I can imagine with younger children there could be a big impact on their speech and language development.

This is just to say - if that was the case, possibly she has some point - though has phrased it insensitively. And possibly you are feeling a little defensive about it. But that's just the way things were and you are doing all the right things now with nursery and nanny and speech and language therapy. If you're otherwise happy with her, then perhaps try to accept that she's just phrased this badly and move on.

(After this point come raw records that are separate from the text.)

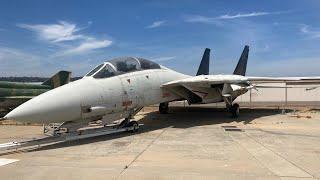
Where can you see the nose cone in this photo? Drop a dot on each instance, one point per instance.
(57, 105)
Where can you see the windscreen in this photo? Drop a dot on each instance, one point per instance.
(94, 70)
(105, 72)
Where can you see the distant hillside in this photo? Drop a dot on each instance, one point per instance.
(30, 79)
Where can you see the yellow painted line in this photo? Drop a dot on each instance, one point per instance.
(4, 161)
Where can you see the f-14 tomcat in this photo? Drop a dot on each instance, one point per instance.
(120, 87)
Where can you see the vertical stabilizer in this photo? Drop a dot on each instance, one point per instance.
(204, 65)
(242, 64)
(59, 79)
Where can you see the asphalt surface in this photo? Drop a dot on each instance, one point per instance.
(187, 143)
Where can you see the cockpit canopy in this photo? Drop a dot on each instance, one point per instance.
(121, 65)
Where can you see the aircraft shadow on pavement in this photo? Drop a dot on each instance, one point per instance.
(178, 117)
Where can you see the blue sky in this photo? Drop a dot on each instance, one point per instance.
(40, 37)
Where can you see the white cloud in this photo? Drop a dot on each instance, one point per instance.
(15, 62)
(87, 46)
(306, 30)
(62, 31)
(217, 20)
(239, 15)
(68, 36)
(156, 24)
(161, 59)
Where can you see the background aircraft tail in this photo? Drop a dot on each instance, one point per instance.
(204, 65)
(59, 79)
(242, 64)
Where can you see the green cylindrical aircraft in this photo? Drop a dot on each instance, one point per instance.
(12, 94)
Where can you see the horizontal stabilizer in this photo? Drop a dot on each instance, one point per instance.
(242, 63)
(204, 65)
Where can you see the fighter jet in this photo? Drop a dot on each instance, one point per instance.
(120, 87)
(12, 94)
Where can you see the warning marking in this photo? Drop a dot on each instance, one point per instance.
(4, 161)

EllieSattler · 09/10/2021 08:49

@somethinginthewater

She's wrong. I had a child with a serious speech and language disorder. A few people tried to suggestthanks MIL that it was because she didn't get out enough. Speech therapists disagreed. The most important thing in speech development is 1-1 interaction, not meeting different people snd not being with other children.
I had lots of snide comments with my DC re their speech. Upset me a lot at the time as I was very anxious when they were small and had tried incredibly hard to do everything 'properly'. Both of them were diagnosed with verbal dyspraxia, DC2's issues were compounded by severe glue ear leading to fairly significant hearing loss. Fuck all to do with my parenting.
Beseen22 · 09/10/2021 09:35

My eldest spoke in sentences at 18 months and he went to one group a week, if that. Youngest is speech delayed and I work a lot less than I did with the eldest. I have spoken to s&LT and the first interventions they suggest are to happen at home, not at groups when quieter children like my littlest can easily quietly play with a toy in the corner. He has plenty interaction from his chatterbox big brother so the most important think I can do just now if spend time just me and him modelling speech and giving him time and reason to talk.

Beseen22 · 09/10/2021 09:35

Also..she would have to be the worlds best nanny for me continue to employ someone who undermined my parenting.

Purplelemon7 · 09/10/2021 09:50

@Schoolchoicesucks no I’ve never tried to work and look after him, during lockdown I was on maternity leave. Granted during that period we didn’t go out and interact with lots of people but that’s hardly my fault.